The ModelCacheStore singleton.

Cache storage is pretty straight-forward: a static singleton that keeps the cache for the current request. No actual caching through Redis/Memcache involved (as you had mentioned).

class ModelCacheStore
{
    public static $cache = [];

    public static function clear()
    {
        self::$cache = [];
    }
}

The ModelSerivceProvider for cache invalidation

All this does is listen for eloquent events, and aggressively clobbers the _entire_ cache when any model changes. This means the cache isn't perfect, but it's a _hell_ of a lot safer than trying to surgically invalidate just one model cache. The reason being is a model could belong to another via a relationship, and if that loaded relation is cached, it could be different from the model you just updated in the DB. So the safe thing to do is just nuke the whole cache on save/update/create.

class ModelServiceProvider extends ServiceProvider
{
    public function boot()
    {
        Event::listen(['eloquent.saved: *', 'eloquent.created: *', 'eloquent.updated: *'], function() {
            ModelCacheStore::clear();
        });
    }
}

I don't have a way of forcefully getting the raw query since my application doesn't need such a feature, but I'm sure it would be easy enough to add it.

It would be nice if Laravel offered a similar feature out of the box though, as my app often repeats the same query in different contexts throughout the request lifecycle, and "request-only caching" is a must for the performance of my app as well.

Thank you @jlem for your code and response. I already have something similar in place, however, it doesn't cover all duplicate queries. Many times you will have the same queries being made across classes or methods or even between Eloquent and the Query Builder.

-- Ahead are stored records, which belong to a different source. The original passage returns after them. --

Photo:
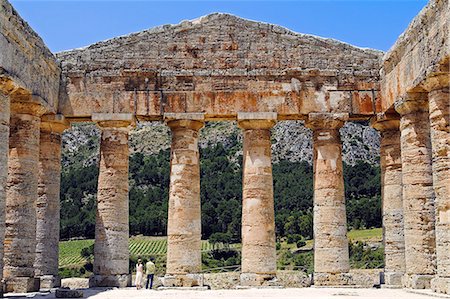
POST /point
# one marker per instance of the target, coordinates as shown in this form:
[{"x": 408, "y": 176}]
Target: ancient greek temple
[{"x": 221, "y": 68}]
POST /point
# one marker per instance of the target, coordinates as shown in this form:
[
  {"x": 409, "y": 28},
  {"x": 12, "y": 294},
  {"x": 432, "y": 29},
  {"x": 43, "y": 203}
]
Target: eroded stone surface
[
  {"x": 22, "y": 192},
  {"x": 4, "y": 149},
  {"x": 418, "y": 193},
  {"x": 184, "y": 219},
  {"x": 331, "y": 255},
  {"x": 47, "y": 203},
  {"x": 258, "y": 216},
  {"x": 220, "y": 65},
  {"x": 439, "y": 103},
  {"x": 392, "y": 205},
  {"x": 25, "y": 62},
  {"x": 111, "y": 253}
]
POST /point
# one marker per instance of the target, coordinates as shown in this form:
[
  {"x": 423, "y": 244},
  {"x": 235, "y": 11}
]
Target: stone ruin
[{"x": 222, "y": 67}]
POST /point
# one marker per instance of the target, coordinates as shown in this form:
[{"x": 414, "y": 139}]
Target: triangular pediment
[{"x": 221, "y": 42}]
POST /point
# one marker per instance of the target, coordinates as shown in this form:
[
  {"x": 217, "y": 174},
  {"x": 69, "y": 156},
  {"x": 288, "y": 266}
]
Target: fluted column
[
  {"x": 4, "y": 146},
  {"x": 392, "y": 200},
  {"x": 48, "y": 201},
  {"x": 111, "y": 254},
  {"x": 331, "y": 255},
  {"x": 439, "y": 105},
  {"x": 184, "y": 215},
  {"x": 22, "y": 192},
  {"x": 258, "y": 265},
  {"x": 418, "y": 194}
]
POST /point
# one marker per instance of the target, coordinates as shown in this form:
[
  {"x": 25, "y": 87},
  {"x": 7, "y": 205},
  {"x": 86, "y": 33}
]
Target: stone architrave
[
  {"x": 331, "y": 254},
  {"x": 392, "y": 200},
  {"x": 418, "y": 194},
  {"x": 258, "y": 216},
  {"x": 4, "y": 146},
  {"x": 111, "y": 253},
  {"x": 48, "y": 201},
  {"x": 184, "y": 215},
  {"x": 22, "y": 192},
  {"x": 439, "y": 105}
]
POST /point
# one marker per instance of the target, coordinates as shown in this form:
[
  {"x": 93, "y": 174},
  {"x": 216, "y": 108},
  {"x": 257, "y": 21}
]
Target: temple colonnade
[{"x": 414, "y": 164}]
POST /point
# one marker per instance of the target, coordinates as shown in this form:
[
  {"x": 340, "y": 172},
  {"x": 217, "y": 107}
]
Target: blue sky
[{"x": 71, "y": 24}]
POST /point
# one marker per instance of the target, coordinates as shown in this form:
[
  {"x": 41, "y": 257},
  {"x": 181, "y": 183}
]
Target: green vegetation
[
  {"x": 366, "y": 235},
  {"x": 221, "y": 193},
  {"x": 76, "y": 256}
]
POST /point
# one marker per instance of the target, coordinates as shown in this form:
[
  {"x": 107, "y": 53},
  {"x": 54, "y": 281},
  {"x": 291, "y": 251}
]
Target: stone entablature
[
  {"x": 421, "y": 53},
  {"x": 222, "y": 67},
  {"x": 26, "y": 65},
  {"x": 219, "y": 65}
]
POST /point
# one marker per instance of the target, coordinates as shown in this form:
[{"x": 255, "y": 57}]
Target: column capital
[
  {"x": 256, "y": 120},
  {"x": 412, "y": 102},
  {"x": 31, "y": 105},
  {"x": 319, "y": 121},
  {"x": 385, "y": 122},
  {"x": 194, "y": 121},
  {"x": 440, "y": 81},
  {"x": 55, "y": 123},
  {"x": 114, "y": 120}
]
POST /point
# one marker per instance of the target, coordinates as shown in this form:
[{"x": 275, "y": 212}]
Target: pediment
[{"x": 220, "y": 43}]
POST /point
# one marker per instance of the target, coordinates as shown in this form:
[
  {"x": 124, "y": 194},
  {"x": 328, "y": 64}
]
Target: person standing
[
  {"x": 150, "y": 271},
  {"x": 139, "y": 274}
]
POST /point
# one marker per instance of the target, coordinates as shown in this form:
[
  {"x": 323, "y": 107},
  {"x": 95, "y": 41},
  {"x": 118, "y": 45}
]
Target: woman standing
[{"x": 139, "y": 274}]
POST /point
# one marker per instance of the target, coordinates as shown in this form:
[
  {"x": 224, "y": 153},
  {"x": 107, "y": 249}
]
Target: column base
[
  {"x": 417, "y": 281},
  {"x": 183, "y": 280},
  {"x": 332, "y": 279},
  {"x": 117, "y": 280},
  {"x": 393, "y": 279},
  {"x": 258, "y": 280},
  {"x": 441, "y": 285},
  {"x": 48, "y": 282},
  {"x": 21, "y": 284}
]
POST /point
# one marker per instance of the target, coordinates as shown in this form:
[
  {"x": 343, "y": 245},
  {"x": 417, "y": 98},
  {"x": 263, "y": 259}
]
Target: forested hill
[{"x": 221, "y": 188}]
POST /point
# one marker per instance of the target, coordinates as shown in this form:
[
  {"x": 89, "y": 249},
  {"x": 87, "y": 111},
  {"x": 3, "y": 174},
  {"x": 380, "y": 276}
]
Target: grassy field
[
  {"x": 70, "y": 251},
  {"x": 366, "y": 235}
]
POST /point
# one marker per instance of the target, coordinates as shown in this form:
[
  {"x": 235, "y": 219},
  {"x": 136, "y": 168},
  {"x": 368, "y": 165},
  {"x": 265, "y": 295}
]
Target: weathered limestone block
[
  {"x": 258, "y": 216},
  {"x": 392, "y": 200},
  {"x": 331, "y": 255},
  {"x": 439, "y": 105},
  {"x": 418, "y": 194},
  {"x": 184, "y": 217},
  {"x": 68, "y": 293},
  {"x": 47, "y": 203},
  {"x": 22, "y": 191},
  {"x": 111, "y": 254},
  {"x": 4, "y": 145}
]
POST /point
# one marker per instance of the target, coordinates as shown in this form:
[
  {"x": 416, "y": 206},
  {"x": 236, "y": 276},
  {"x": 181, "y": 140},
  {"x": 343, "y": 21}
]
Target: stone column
[
  {"x": 4, "y": 145},
  {"x": 439, "y": 103},
  {"x": 331, "y": 255},
  {"x": 418, "y": 194},
  {"x": 21, "y": 195},
  {"x": 258, "y": 216},
  {"x": 392, "y": 200},
  {"x": 47, "y": 204},
  {"x": 111, "y": 254},
  {"x": 184, "y": 217}
]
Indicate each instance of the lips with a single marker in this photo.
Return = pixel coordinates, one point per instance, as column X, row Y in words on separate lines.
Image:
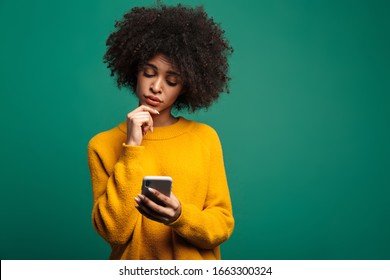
column 152, row 100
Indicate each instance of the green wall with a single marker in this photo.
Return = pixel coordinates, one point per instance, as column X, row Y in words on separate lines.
column 305, row 129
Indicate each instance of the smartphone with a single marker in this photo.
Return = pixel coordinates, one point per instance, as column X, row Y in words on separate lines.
column 161, row 183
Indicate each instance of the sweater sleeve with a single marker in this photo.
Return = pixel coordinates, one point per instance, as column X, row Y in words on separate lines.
column 208, row 227
column 114, row 215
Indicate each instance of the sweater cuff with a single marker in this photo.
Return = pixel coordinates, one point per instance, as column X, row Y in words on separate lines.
column 181, row 219
column 131, row 151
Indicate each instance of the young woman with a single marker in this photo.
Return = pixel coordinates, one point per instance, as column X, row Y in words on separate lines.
column 172, row 58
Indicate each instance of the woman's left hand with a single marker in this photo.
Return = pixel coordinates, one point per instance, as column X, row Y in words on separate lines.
column 163, row 214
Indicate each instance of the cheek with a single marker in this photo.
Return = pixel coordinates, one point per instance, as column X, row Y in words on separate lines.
column 140, row 85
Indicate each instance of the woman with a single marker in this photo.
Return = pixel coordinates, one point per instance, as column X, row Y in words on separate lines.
column 172, row 58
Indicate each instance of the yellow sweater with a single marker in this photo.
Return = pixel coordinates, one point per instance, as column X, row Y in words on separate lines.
column 191, row 154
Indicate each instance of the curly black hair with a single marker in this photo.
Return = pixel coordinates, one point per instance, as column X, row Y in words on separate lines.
column 192, row 41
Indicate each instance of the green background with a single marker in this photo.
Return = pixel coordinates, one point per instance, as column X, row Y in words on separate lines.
column 305, row 129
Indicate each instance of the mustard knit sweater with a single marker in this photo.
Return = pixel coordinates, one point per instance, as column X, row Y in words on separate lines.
column 191, row 154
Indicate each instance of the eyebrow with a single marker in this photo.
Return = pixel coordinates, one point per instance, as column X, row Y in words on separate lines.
column 171, row 72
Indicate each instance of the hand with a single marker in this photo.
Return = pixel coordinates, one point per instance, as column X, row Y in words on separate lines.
column 162, row 214
column 139, row 122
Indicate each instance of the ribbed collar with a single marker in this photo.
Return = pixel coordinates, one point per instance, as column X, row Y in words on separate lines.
column 163, row 132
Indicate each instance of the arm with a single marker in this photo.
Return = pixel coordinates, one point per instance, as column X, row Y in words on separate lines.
column 205, row 228
column 114, row 215
column 208, row 227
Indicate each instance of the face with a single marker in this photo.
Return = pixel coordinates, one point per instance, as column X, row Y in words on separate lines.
column 159, row 84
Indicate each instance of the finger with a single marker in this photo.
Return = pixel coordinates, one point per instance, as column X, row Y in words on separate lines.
column 147, row 109
column 149, row 213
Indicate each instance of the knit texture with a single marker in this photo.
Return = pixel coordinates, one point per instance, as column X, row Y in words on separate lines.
column 191, row 154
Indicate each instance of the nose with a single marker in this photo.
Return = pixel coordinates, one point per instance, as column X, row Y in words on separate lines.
column 155, row 86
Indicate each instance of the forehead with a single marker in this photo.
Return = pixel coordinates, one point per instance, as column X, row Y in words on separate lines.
column 162, row 63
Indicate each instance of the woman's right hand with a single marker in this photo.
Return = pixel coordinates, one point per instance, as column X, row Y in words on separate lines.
column 139, row 122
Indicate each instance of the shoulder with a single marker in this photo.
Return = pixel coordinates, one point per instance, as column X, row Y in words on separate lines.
column 110, row 137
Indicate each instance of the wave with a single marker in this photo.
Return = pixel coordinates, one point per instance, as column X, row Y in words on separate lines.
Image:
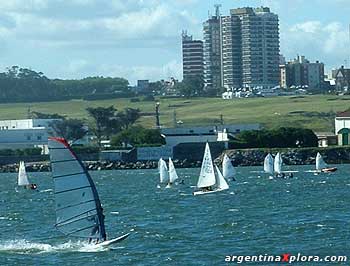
column 27, row 247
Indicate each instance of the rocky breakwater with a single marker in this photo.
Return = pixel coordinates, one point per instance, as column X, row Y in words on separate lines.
column 99, row 165
column 291, row 156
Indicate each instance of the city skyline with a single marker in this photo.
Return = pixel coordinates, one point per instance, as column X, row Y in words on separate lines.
column 142, row 39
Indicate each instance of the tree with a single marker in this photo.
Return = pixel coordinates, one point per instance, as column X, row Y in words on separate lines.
column 70, row 129
column 105, row 122
column 284, row 137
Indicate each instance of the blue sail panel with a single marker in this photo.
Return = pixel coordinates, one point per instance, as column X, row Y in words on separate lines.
column 78, row 208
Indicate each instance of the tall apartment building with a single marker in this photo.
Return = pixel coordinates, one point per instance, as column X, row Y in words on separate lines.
column 212, row 53
column 250, row 48
column 192, row 56
column 300, row 72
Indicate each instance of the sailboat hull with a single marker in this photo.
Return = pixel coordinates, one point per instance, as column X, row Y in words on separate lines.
column 329, row 170
column 201, row 192
column 113, row 241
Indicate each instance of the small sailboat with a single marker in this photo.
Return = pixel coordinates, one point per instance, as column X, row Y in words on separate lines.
column 268, row 164
column 172, row 174
column 78, row 208
column 278, row 164
column 163, row 172
column 23, row 177
column 321, row 166
column 228, row 170
column 208, row 181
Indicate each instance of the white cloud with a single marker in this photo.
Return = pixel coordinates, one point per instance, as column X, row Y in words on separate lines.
column 308, row 27
column 326, row 42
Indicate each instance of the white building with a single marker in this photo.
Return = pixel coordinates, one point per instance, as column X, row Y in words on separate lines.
column 24, row 133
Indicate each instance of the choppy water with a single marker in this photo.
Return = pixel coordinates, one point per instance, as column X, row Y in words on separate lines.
column 308, row 214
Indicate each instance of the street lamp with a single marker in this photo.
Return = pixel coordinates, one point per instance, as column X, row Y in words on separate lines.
column 157, row 115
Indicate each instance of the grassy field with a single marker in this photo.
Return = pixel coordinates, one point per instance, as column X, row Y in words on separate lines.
column 314, row 112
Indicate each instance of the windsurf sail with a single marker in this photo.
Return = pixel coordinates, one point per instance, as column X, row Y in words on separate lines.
column 268, row 164
column 172, row 172
column 320, row 163
column 207, row 175
column 227, row 168
column 22, row 175
column 278, row 163
column 163, row 171
column 78, row 207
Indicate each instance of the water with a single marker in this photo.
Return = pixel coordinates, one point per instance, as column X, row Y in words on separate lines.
column 309, row 214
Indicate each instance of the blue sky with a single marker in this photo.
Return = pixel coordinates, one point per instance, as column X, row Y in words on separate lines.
column 140, row 39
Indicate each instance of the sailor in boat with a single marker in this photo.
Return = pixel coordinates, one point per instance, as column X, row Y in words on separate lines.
column 205, row 189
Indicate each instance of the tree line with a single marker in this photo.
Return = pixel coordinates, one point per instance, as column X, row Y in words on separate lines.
column 25, row 85
column 107, row 123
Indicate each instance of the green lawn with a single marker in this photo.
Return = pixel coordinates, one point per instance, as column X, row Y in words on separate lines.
column 309, row 111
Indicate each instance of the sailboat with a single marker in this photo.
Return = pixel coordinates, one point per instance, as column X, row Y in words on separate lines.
column 227, row 168
column 278, row 164
column 172, row 174
column 208, row 181
column 321, row 166
column 268, row 164
column 23, row 177
column 163, row 172
column 78, row 208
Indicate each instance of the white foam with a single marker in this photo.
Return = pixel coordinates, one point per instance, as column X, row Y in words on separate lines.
column 46, row 190
column 26, row 247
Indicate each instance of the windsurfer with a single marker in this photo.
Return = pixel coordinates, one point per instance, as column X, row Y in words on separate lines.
column 208, row 188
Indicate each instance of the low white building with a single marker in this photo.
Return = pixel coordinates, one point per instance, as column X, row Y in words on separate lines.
column 24, row 133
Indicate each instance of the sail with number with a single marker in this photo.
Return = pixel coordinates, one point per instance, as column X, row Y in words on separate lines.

I was wanting a way to cache based on the very query being made. That way, no matter where the query was being made from, if that SQL statement was called already, it wouldn't be called again unless forced to.

For suggestions and feature requests please use the https://github.com/laravel/internals repo.

Closing this issue then :)

Have a look at my library: https://github.com/spiritix/lada-cache

@jlem It's not a good idea to use debug_backtrace in production. It's a debug function. The performance is not priority there.